Du côté des titres à revenu fixe, l'entrée hebdomadaire de 6,9 milliards $ dans les ETF obligataires américains indique que les investisseurs verrouillent les rendements avant d'éventuelles baisses de taux de la Réserve fédérale. L'indice Bloomberg US Aggregate Bond affiche un rendement de 4,85 %, proche de son plus haut niveau en une décennie, faisant des ETF obligataires une alternative attractive aux liquidités pour les portefeuilles en quête de rendement.
Le rythme des entrées soulève également des questions de capacité. Avec plus de 15 000 milliards $ d'actifs ETF, l'infrastructure du marché — des participants autorisés aux teneurs de marché en passant par les systèmes de règlement — subit une pression croissante en période de volatilité élevée. L'examen en cours par la SEC du cadre d'exemption réglementaire des ETF, dont les propositions de modification sont attendues plus tard cette année, déterminera si la structure réglementaire peut suivre le rythme de croissance de l'industrie.
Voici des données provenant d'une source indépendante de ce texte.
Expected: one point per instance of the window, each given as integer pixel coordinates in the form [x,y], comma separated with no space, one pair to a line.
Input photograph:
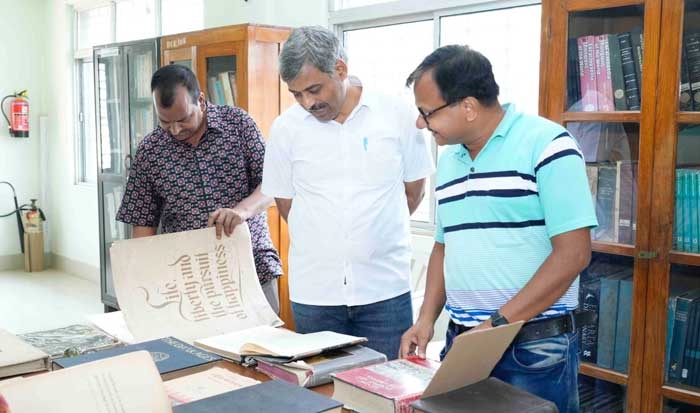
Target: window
[507,32]
[117,21]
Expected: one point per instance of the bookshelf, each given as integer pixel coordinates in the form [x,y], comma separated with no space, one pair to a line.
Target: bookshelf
[659,138]
[238,64]
[125,114]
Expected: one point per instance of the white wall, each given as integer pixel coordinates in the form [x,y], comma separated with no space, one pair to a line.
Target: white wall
[292,13]
[23,34]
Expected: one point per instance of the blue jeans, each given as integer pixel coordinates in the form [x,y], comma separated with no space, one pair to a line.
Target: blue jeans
[546,367]
[382,322]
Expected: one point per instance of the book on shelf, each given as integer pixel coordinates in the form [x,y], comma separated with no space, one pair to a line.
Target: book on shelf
[189,285]
[172,357]
[70,340]
[392,386]
[485,396]
[316,370]
[272,396]
[19,357]
[129,383]
[207,383]
[284,344]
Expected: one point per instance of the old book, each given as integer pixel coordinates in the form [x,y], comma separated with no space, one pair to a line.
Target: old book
[18,357]
[276,342]
[189,285]
[171,356]
[387,387]
[207,383]
[272,396]
[485,396]
[316,370]
[73,339]
[128,383]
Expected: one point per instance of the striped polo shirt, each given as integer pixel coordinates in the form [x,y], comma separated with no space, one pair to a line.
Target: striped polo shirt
[497,213]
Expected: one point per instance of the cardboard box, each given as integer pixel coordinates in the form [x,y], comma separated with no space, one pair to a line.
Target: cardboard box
[33,251]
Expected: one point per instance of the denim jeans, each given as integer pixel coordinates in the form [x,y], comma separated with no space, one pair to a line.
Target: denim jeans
[546,367]
[382,322]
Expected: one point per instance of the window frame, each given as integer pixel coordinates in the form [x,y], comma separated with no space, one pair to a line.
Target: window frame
[408,11]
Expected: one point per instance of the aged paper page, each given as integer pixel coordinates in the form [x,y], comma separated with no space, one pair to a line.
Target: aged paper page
[129,383]
[189,285]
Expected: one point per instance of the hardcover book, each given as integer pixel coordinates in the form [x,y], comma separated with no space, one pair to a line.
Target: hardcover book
[316,370]
[18,357]
[127,384]
[170,355]
[272,396]
[275,342]
[73,339]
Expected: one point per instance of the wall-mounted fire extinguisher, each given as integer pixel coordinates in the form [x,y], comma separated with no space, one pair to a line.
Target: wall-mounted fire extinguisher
[18,122]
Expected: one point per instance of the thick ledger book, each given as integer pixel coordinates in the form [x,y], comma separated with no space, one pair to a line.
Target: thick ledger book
[387,387]
[73,339]
[269,397]
[128,383]
[18,357]
[170,355]
[485,396]
[208,383]
[276,342]
[316,370]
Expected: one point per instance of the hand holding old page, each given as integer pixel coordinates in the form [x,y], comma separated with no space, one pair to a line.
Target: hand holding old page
[189,285]
[126,384]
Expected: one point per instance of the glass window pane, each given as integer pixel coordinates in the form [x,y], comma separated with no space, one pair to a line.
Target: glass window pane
[87,150]
[94,27]
[136,19]
[510,40]
[179,16]
[381,66]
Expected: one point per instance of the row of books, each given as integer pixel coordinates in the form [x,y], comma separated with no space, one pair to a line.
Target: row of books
[222,88]
[686,226]
[606,289]
[605,71]
[614,190]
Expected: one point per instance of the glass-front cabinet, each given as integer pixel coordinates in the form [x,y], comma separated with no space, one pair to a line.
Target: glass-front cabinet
[125,114]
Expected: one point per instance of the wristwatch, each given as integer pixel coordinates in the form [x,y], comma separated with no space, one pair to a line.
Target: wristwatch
[497,319]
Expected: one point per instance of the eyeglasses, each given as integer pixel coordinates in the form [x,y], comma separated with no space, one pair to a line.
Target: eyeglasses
[428,114]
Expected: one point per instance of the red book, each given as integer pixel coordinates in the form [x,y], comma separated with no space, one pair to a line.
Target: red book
[386,387]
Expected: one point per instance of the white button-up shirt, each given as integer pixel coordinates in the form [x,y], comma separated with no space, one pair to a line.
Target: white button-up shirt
[349,220]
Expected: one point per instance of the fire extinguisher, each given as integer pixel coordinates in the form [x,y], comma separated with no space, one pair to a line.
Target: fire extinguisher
[18,122]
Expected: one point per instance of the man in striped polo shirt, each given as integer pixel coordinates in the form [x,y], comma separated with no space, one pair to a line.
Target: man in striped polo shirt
[513,224]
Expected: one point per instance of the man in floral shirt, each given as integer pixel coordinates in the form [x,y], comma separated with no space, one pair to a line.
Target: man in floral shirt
[201,167]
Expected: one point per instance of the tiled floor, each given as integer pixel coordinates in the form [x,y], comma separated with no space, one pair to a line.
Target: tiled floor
[45,300]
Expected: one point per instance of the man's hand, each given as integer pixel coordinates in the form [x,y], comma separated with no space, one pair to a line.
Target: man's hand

Pour l'heure, la trajectoire est claire. Si le rythme actuel se maintient, l'industrie américaine des ETF ajoutera son prochain 1 000 milliards $ d'actifs sous gestion dans les 12 à 15 prochains mois, portant le total des actifs à environ 16 000 milliards $ d'ici mi-2027.
Cet article est fourni à titre d'information uniquement et ne constitue pas un conseil en investissement.